ASHEBORO, NC (WGHP) — At Southwestern Randolph High School, the halls are filled with the sweet smells of baking.

For the 7th year, students in Kelly Biggs culinary arts classes are fulfilling the orders of hundreds of community members and baking pies for their Thanksgiving meals. They make five different kinds of pies. Pumpkin, sweet potato, chocolate chip, chocolate chip with walnuts, pecan and Dutch apple crumb.

They say the hardest part isn’t staying away from sampling the goods…but a skill they had to acquire. 

“Definitely rolling out the pies is kind of hard because they’re cold. Getting them a nice circle is, it’s a nerve wracking.” But the results are definitely worth it, says Amin El Guermat. “It’s so good. I mean, I gave a lot of pies to all my family. They all liked it,” he says.

He is an exchange student from Morocco. All of this, he says, is new to him.

“It’s so cool because I’ve never had the experience to celebrate Thanksgiving, and especially, I’ve never had the experience to have, culinary class in Morocco,” says El Guermat.  “So it’s so cool to have it, especially with Miss Biggs. She’s a great teacher.”

Her love of what she does shows.

“I enjoy teaching the kids how to do these things and the fact that we get to do it every year and kind of grow is, it makes you happy to see your program grow and the kids go out in the community and tell their families to order pies or their churches to order pies, that kind of thing.”

This year, she got her family involved too.

“The cool thing is my two little boys, and my dad grew an entire field of pumpkins for us. So, we have homegrown pumpkins and the kids got to cut up and roast and puree all of it. So we really went stright homemade on the pumpking this year too.”

The profits from the pies that are sold continue to help students learn.

“All of our money goes back into the program here.

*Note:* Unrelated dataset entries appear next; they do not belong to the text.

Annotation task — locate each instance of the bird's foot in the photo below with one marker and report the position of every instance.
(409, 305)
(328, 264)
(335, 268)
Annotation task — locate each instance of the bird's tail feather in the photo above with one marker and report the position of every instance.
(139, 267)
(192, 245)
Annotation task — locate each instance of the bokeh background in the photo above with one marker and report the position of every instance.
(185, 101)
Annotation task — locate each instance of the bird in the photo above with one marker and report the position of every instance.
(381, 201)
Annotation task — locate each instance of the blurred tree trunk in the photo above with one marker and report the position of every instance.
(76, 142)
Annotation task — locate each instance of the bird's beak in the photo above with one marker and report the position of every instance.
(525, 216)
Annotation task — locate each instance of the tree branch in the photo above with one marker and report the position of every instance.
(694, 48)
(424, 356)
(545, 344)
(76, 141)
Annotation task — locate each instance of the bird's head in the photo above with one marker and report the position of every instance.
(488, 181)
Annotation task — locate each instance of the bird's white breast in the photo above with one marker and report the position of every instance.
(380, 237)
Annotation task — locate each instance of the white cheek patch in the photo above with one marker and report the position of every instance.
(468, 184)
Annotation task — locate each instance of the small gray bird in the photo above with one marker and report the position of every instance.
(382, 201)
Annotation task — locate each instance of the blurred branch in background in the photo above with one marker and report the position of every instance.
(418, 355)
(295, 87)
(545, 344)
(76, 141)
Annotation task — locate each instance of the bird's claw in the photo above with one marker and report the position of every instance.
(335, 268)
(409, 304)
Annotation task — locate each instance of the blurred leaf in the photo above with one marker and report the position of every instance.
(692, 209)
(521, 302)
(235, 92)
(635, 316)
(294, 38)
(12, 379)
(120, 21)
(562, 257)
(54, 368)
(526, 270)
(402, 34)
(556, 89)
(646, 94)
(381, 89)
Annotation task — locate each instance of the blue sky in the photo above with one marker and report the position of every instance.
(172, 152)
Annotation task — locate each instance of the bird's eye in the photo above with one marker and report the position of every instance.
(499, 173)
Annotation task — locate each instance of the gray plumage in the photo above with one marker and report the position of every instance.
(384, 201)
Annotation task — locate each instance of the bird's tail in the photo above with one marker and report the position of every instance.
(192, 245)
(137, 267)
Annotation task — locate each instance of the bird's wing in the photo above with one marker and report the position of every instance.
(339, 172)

We use it for culinary and management competitions if they decide to compete. We use it for field trips and we use it for just program upgrades and things like that. And more labs for them,” Biggs said.

The whole time they are they are baking; they are learning.

“We cost every pie down to the last teaspoon sugar inside of it to see every year where I can get the cheapest ingredients at,” says Biggs. “How much these pie’s gonna cost and see how much we can charge for ’em. The more expensive ones the less expensive one. It all works out that way. They do a lot of math with converting recipes, so they’ll make, like when they were making earlier, they had two pies in the mixer at a time. So they have to change recipe up for that. So there’s a lot of math involved. They don’t realize in the beginning they’re doing all that math. I think that the fact that it gets to be food at the end is a lot easier for you to do math, yet, not only that, they have sworn teamwork, time management, all these fun things that they love to hear me say.”

And even after they have baked pie after pie and smelled the sweet smells day after day, the students say they will definitely be looking forward to eating pie on Thanksgiving day.